Circuit Breaker
A regulatory mechanism that temporarily halts trading when prices decline too rapidly, giving markets and participants time to stabilize before trading resumes.
Circuit breakers are automatic trading halts triggered by rapid, large-scale price declines in individual securities or market-wide indices. They were introduced after the 1987 market crash as a mechanism to slow panic selling, allow participants time to assess conditions, and prevent cascading automated sell orders from amplifying a correction into a collapse.
Market-Wide Circuit Breakers (S&P 500)
The SEC's current market-wide circuit breakers trigger at three thresholds based on the S&P 500 decline from the prior day's close: Level 1 (7% decline): 15-minute halt in all US equity trading. Level 2 (13% decline): Another 15-minute halt. Level 3 (20% decline): Trading halted for the remainder of the trading day. These halts apply to all US equity markets simultaneously and do not apply in the last 30 minutes of trading for Level 1 and Level 2 thresholds.

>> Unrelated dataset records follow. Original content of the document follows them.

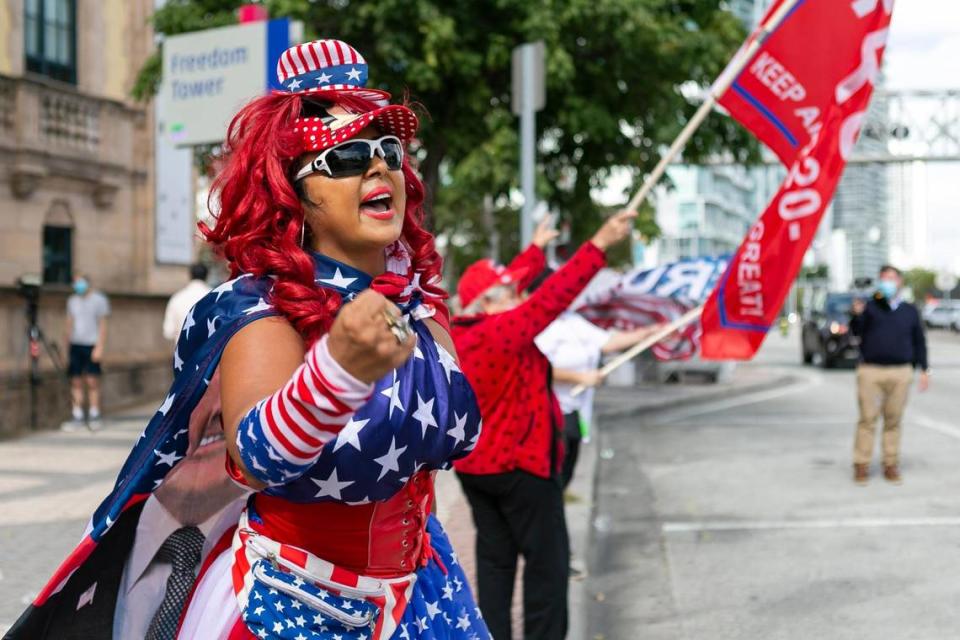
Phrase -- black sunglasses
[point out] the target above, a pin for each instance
(353, 157)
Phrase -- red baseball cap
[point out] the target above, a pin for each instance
(482, 275)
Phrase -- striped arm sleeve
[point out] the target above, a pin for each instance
(281, 437)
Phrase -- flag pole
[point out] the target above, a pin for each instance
(719, 87)
(644, 344)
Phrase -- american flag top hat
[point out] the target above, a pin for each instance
(327, 71)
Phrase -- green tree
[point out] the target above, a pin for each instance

Individual Stock Circuit Breakers (LULD)
The Limit Up-Limit Down (LULD) mechanism prevents individual stocks from moving more than a specified percentage in a 5-minute window. If a stock tries to trade outside its LULD band, trading pauses for 5 minutes to allow new bids and offers to establish. LULD bands are tighter for S&P 500 and Russell 1000 stocks (5% for $3+ stocks) and wider for smaller or more volatile securities.
Trading Around Circuit Breakers
Circuit breakers create specific risk for catalyst traders: a stock that gaps up dramatically on a positive catalyst can trigger an LULD halt on the upside, pausing trading at the moment you want to enter. Similarly, a market-wide Level 1 trigger can halt all trading regardless of the quality of your individual setup. Understanding these mechanisms helps in setting realistic expectations for execution during extreme volatility events.